Sonja rocketed to fame during her early skating career-- as did rumors about her political affiliations. Just before the 1936 Winter Olympics, where Sonja would win her third gold medal, she skated into a Berlin rink. After being told Adolf Hitler was in attendance, she began her routine with a “Heil Hitler.” It didn’t go over well in the Scandinavian press, and Sonja never fully outlived the scandal.
That same year, Sonja turned away from the competition circuit and set her eyes on a new horizon: Hollywood. She signed a contract with Twentieth Century Fox and from 1936 to 1943, she starred in ten box office hits that showcased her skating. She also started a yearly skating review called, “Sonja Henie Night” at Madison Square Garden.
During these years of stardom, Sonja also earned another nickname: “Little Miss Moneybags.” She was often seen wearing luxurious furs, staying at the best hotels, and throwing parties for the Hollywood elite. According to some stories, she even entered one of these parties on the back of an elephant.
In 1937, Sonja’s father died. . His death marked a change in Sonja’s work ethic. She saved more money, and took more control over her skating shows and movie roles.

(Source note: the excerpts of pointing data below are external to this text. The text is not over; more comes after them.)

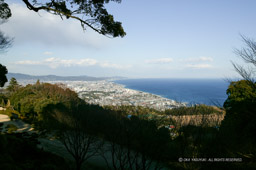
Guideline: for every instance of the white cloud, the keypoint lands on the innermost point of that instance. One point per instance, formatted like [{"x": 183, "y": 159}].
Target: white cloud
[
  {"x": 48, "y": 53},
  {"x": 159, "y": 61},
  {"x": 48, "y": 29},
  {"x": 199, "y": 66},
  {"x": 199, "y": 59},
  {"x": 57, "y": 62}
]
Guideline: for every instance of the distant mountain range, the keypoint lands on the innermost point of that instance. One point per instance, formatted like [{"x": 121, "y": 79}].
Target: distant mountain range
[{"x": 19, "y": 76}]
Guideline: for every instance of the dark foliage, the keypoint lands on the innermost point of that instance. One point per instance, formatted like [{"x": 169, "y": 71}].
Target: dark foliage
[
  {"x": 3, "y": 72},
  {"x": 19, "y": 151},
  {"x": 90, "y": 13}
]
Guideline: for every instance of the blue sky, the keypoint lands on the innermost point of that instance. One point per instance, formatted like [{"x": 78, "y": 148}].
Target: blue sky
[{"x": 165, "y": 39}]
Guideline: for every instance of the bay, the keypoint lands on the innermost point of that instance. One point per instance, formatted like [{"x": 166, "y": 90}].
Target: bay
[{"x": 191, "y": 91}]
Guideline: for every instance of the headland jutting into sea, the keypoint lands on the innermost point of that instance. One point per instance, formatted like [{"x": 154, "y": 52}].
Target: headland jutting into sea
[{"x": 106, "y": 93}]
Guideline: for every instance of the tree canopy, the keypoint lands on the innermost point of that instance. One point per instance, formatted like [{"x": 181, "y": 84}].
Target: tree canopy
[
  {"x": 90, "y": 13},
  {"x": 3, "y": 72}
]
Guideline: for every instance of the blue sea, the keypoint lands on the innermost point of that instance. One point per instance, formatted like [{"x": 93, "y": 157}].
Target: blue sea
[{"x": 191, "y": 91}]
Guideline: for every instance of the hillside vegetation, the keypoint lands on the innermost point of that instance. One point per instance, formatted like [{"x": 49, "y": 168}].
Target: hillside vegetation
[{"x": 129, "y": 137}]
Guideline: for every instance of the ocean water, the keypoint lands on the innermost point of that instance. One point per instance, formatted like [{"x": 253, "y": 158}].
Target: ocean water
[{"x": 191, "y": 91}]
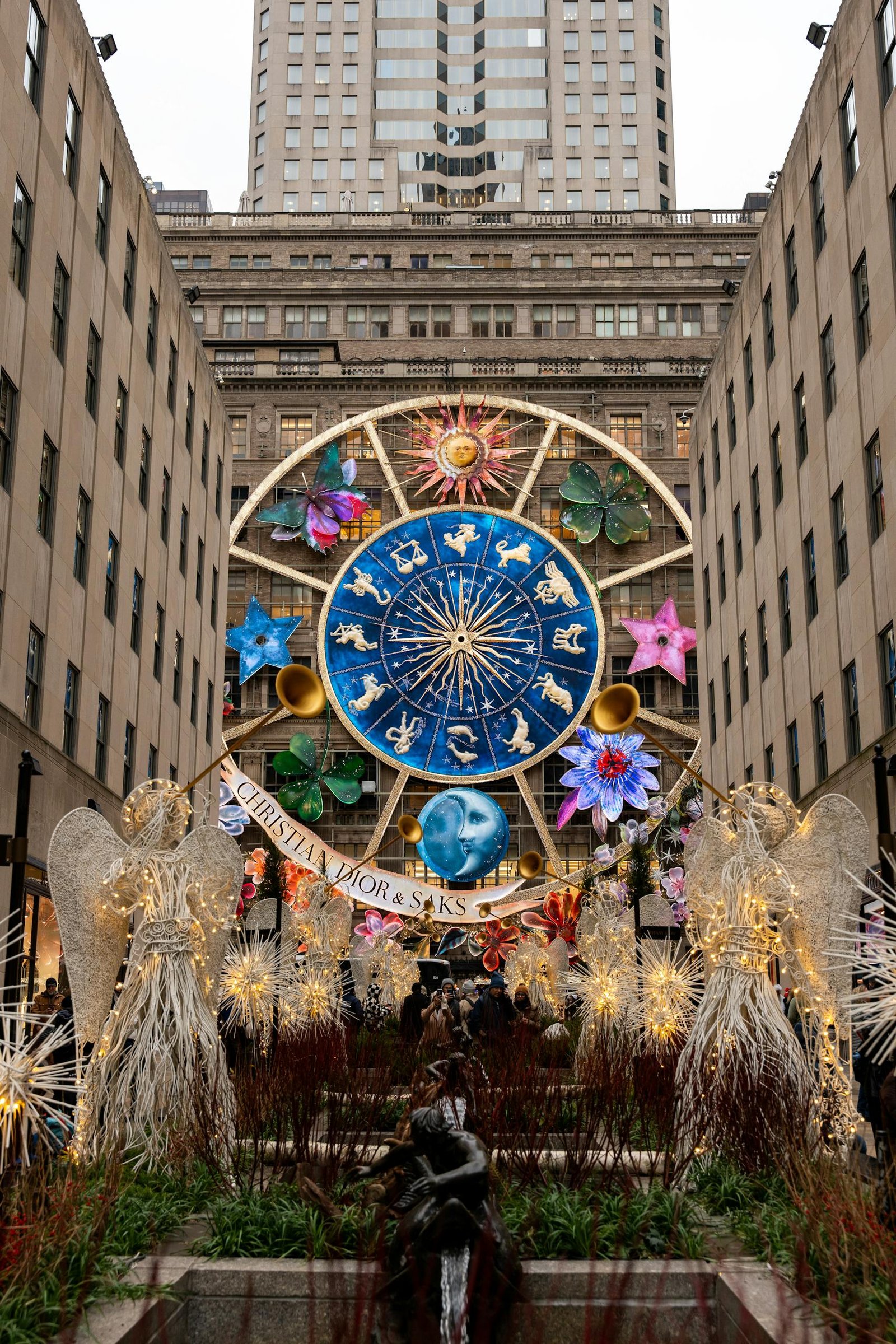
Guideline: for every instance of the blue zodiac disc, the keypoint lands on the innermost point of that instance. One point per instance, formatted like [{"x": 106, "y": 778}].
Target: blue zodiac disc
[
  {"x": 465, "y": 835},
  {"x": 461, "y": 643}
]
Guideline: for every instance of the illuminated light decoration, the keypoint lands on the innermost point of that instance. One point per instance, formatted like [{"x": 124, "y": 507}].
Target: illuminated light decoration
[
  {"x": 319, "y": 512},
  {"x": 662, "y": 642},
  {"x": 669, "y": 991},
  {"x": 460, "y": 454}
]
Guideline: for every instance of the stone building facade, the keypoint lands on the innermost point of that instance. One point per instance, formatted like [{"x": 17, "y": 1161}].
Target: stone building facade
[
  {"x": 413, "y": 102},
  {"x": 308, "y": 326},
  {"x": 115, "y": 459},
  {"x": 794, "y": 452}
]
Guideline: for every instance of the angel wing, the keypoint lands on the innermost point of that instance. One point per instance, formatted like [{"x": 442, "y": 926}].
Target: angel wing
[
  {"x": 825, "y": 858},
  {"x": 95, "y": 935},
  {"x": 218, "y": 861}
]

During the 1940s, Sonja was married and divorced, twice. By 1952, Sonja entered her 40s, and her athletic career started to suffer. Her “Ice Revue” required her to complete eight skating numbers back-to-back -- a tough ask even for an athlete in their prime. By this point, Sonja had been skating at a professional level for over three decades. Fatigue, and a falling out with her previous manager, combined for a less-than-stellar season.. This disappointing performance led Sonja to retire in 1956. That same year, she married for the final time to Niels Onstad, a childhood friend.
In the 1960s, Sonja and her husband ventured into art collection. They built a museum to house their modern art collection in Oslo. In 1968, Sonja was diagnosed with leukemia. She died on October 12, 1969, at 57 years old.